The IP adddress you referenced belongs to Microsoft and when I did some searching for parts of the domain name I found weblogs that listed the domain name bl1sch*******.phx.gbl with a user-agent of “msnbot/1.0 (+http://search.msn.com/msnbot.htm)”. If this matches what you are seeing in your weblog and the traffic is coming from an MSN search spider then you’ll probably need to either contact Microsoft or attempt to limit the traffic from this spider using your robots.txt file. http://search.msn.com/docs/siteowner.aspx?t=SEARCH_WEBMASTER_FAQ_MSNBotIndexing.htm#D
On Saturday, March 15, there were 238,447 more pageviews to our ecommerce/shopping cart link from bl1sch4081711.phx.gbl (65.55.107.116), before we blocked this Microsoft IP and sent it off to our toxic IP garden of spammers, trolls, sockpuppets, and Nigerian bots.
The grand total came to 714,032 pageviews. The staff will try to figure things out this week.
The flooded link takes orders for, among other things, my essay “The Cognitive Style of PowerPoint.” It was apparently not the case, however, that Microsoft sought to order 714,032 copies of the PP booklet.

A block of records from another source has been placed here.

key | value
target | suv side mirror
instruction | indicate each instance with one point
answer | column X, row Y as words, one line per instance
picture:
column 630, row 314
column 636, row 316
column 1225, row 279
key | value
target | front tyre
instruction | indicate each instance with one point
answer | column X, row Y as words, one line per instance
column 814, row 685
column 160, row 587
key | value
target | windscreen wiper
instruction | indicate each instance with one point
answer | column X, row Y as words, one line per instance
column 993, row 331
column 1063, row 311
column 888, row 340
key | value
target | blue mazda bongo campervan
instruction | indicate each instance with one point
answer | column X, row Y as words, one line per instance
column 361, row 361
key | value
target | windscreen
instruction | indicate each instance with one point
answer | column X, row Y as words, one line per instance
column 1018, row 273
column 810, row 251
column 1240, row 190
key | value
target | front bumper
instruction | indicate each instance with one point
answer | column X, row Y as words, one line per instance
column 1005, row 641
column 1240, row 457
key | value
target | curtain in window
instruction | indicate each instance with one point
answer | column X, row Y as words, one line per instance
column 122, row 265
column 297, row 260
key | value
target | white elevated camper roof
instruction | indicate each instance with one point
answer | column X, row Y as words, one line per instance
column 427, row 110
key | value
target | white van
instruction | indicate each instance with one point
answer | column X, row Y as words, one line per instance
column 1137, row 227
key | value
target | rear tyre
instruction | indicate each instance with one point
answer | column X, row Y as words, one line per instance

That IP is indeed owned by Microsoft. Each block of address is registered with a central authority (the IANA)
when it is given out, and this can be examined by using the WHOIS service.
All the IPs in the range 65.52-55.* are registered with Microsoft:
Our expert admin reports:
These sorts of things happen a couple of times each year;
I get all excited; then our expert diagnoses the problem and
restores
tranquility to the website.
I regret that Microsoft created this problem, especially
in a robot that presumably visits a great many websites.
In the future perhaps MS will take greater care in unleashing
their robots onto the world. Perhaps the MS robot director
could
respond to let us know if we figured this out correctly.
Thanks everyone for all the thoughtful contributions.
ET
Ed,
I heard about this thread from some Microsoft employees who recently attended a session in Seattle. I work for Live Search and I wanted to apologize for your site being hit so hard in the Fall. We had an issue with one of our crawlers that was brought to our attention by numerous customers. We do believe we fixed the issue with the crawler in question, but I wanted to check in and make sure you haven’t had any additional issues with Microsoft hitting your site too hard. We try very hard to respect peoples sites and are open to any feedback you may have.
You or any of your readers who are having issues can contact me directly at jandrick@microsoft.com and we will look into the issue immediately. Again I am very sorry for any inconvenience this may have caused you.
Jeremiah Andrick
Program Manager, Live Search Webmaster Center
Since the economic damage to our shopping cart access was modest,
I appreciate this gracious and
thoughtful
response.
ET
What is really amusing to me is that I can’t even get to edwardtufte.com from inside the Microsoft corporate network… yet our servers are pinging away at yours?
phx.gbl stands for phoenix global intelligence. http://en.wikipedia.org/wiki/Phoenix_Global_Intelligence_Systems Yeah, it is the U.S. governments spy service. And they use it to moniter and watch people through messenger. Be careful it came up on my computer but as 10.7.something.100 not the usual 64.*.*.* and it does not resolve it is a blackhole. Don’t answer the emails or anything if Messenger is connecting to it, they are spying on you. I have also seen that many email scams and other hacking incidents have been related to it.